Cast: Keiji Sada, Yoshiko Kuga, Chishu Ryu, Kuniko Miyake, Haruko Sugimura
Plot: Two rambunctious boys living in a Tokyo suburb are determined to have a television so that they can watch wrestling and baseball. Their father, who predicts that “TV will produce 100 million idiots,” refuses, and when told to shut up, the boys take the command literally and zip their lips—forever.
Awards:
Distributor: Shochiku

Accessibility Index
Subject Matter: Light – Family; Generation Gap; Communication; Consumerism
Narrative Style: Straightforward
Pace: Slightly Slow
Audience Type: Slightly Arthouse

Viewed: Criterion Blu-ray
Spoilers: No


I’m not sure that I really enjoyed Good Morning more than the director’s purer dramas like Tokyo Story (1953) and Floating Weeds (1959), but here we see Yasujiro Ozu being unexpectedly cheeky.  The title is a reference to the daily greetings that adults give to each other, pleasantries that two young boys find meaningless. 

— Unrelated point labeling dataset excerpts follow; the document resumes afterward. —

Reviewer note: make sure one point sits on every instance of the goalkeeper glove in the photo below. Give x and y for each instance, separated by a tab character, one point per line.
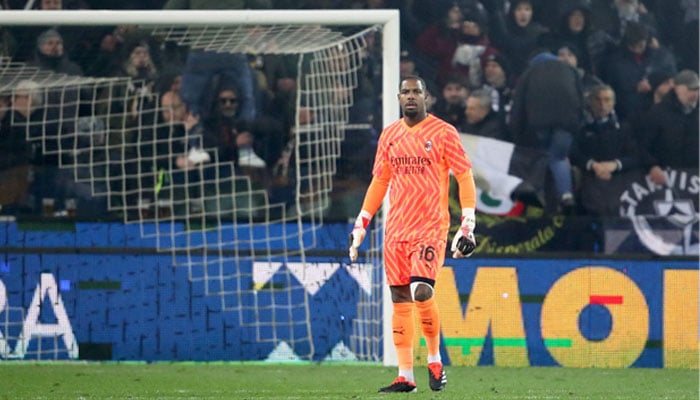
358	233
464	243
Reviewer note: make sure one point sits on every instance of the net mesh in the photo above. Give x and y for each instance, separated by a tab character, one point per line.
237	243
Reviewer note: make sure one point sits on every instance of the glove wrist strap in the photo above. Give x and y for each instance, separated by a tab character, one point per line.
363	219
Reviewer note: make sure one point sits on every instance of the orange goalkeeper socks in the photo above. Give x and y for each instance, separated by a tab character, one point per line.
403	331
430	324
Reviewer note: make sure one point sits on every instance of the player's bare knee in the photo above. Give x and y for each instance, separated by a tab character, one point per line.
401	294
421	291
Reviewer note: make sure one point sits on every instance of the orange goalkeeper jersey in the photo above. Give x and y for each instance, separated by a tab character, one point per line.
416	161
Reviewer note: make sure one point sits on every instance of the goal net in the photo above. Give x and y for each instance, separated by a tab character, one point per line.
242	245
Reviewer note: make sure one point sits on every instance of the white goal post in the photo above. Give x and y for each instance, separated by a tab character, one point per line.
211	269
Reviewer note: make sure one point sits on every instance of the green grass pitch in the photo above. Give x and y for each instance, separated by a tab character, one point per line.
80	380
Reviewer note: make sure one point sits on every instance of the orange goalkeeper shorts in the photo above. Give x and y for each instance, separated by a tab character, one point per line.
406	260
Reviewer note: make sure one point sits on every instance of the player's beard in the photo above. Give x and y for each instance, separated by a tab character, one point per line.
411	113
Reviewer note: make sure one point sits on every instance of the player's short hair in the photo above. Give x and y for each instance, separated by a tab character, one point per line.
416	78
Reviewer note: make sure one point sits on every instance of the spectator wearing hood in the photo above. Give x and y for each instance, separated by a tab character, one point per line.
574	30
516	34
457	42
50	54
547	112
627	69
497	73
670	137
480	118
569	54
605	151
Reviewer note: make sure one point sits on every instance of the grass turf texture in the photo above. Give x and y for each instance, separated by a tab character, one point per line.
63	380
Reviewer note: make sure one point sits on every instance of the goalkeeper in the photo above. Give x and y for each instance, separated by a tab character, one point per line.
414	157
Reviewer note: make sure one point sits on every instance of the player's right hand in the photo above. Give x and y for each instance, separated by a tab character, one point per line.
358	233
464	243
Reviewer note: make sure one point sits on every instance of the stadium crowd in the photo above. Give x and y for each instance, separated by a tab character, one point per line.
606	88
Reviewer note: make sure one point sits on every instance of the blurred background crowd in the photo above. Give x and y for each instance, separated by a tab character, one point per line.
607	89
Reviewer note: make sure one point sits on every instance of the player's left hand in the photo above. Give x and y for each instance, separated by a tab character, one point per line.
358	234
464	243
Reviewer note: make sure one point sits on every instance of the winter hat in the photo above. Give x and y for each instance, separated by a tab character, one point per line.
46	35
656	78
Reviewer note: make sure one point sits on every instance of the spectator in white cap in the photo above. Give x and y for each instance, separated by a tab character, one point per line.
50	54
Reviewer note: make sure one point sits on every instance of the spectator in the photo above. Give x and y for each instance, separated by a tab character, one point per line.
50	54
456	43
107	58
671	136
15	157
481	119
575	32
547	111
50	181
139	94
628	68
450	106
570	55
605	152
612	17
203	66
231	135
516	34
497	80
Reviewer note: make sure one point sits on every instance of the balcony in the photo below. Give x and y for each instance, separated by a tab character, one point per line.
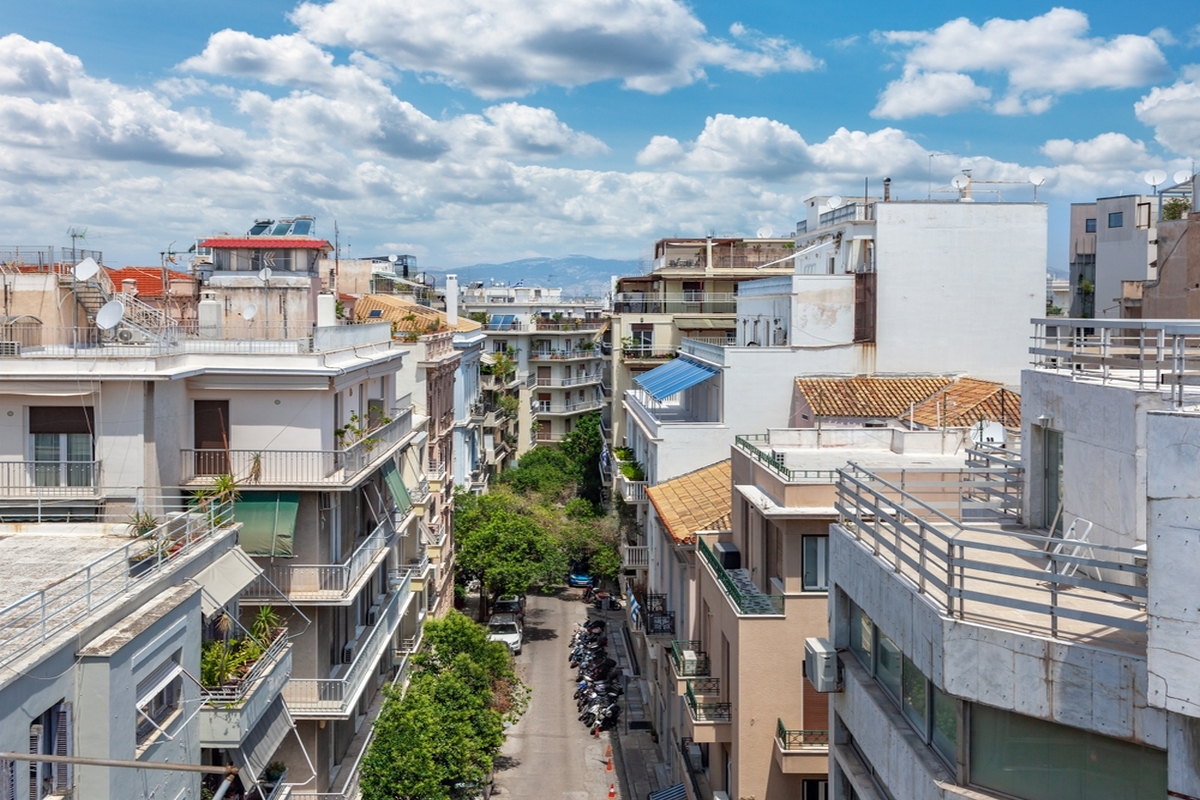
323	698
49	479
229	713
801	751
739	589
298	467
322	584
711	720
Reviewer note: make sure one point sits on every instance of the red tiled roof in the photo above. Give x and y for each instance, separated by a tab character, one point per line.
265	242
149	278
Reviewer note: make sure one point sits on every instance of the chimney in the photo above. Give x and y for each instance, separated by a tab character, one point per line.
453	300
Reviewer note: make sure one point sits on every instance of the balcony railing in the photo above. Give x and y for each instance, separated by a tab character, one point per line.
799	739
293	467
742	591
322	583
705	710
689	660
37	617
57	479
336	697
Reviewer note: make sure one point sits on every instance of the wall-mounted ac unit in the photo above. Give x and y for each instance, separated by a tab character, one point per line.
821	665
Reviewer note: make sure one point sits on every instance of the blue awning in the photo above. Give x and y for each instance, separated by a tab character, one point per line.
676	792
673	378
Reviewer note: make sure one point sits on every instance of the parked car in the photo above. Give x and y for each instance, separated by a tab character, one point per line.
507	629
510	605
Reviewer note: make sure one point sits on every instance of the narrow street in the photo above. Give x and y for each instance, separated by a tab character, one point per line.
549	753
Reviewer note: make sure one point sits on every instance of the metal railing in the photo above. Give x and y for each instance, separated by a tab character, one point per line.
40	615
233	693
747	599
317	697
748	444
1153	355
700	666
291	467
1062	590
705	710
799	739
322	582
49	477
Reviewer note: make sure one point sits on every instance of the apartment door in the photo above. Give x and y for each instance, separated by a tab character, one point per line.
211	437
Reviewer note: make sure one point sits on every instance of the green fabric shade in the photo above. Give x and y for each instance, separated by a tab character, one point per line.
268	521
395	481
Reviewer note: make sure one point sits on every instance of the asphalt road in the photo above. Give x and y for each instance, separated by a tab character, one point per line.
550	755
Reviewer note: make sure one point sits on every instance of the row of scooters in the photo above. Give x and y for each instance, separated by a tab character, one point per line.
598	683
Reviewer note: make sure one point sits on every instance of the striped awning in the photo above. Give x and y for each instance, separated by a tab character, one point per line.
673	378
676	792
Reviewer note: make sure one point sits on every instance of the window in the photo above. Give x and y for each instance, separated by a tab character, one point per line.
816	555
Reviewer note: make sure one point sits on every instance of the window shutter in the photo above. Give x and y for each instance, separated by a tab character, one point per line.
63	746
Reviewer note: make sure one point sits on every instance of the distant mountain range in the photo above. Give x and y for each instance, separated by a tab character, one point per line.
577	275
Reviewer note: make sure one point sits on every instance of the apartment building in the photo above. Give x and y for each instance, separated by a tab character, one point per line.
112	403
994	657
555	347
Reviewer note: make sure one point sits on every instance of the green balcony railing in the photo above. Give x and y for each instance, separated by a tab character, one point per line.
801	739
745	597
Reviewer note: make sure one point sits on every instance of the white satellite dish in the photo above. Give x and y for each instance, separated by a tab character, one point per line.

When the two siblings realise that their father won’t buy them a television set, they take up a vow of silence.  A naïve act, you might think, but Ozu finds mild amusement in what could be his most accessible late-career work. 

Consumerism is on the rise in their part of town, a charming little locale that is shot with quirkier precision than usual, an approach that Wes Anderson would surely have taken notes from. 

“Meaningless things are easy to say.”

One of their neighbours recently bought a washing machine (which creates some consternation as to whether she might have misused a communal fund) while others string their clothes to dry on clotheslines, which is Ozu’s way of also alluding to the theme of communication as they look no different to the telephone lines above them. 

As these technological conveniences take root domestically, Ozu’s light-hearted work also contains moments of sobering truths, particularly about ageing, the generation gap and unemployment. 

But Good Morning almost always reverts to its childlike tone, be it Ozu’s stylisation of fart sounds (both a subplot and a pseudo musical motif) or the aforementioned younger boy’s casual “I love you”, uttered in English as a form of nonchalant goodbye, which is as meaningless as the adults’ ‘good morning’ or ‘how are you?’ 

A slight detour in tone but not in style, Good Morning is an inviting piece of cinema from one of Japan’s most enduring filmmakers.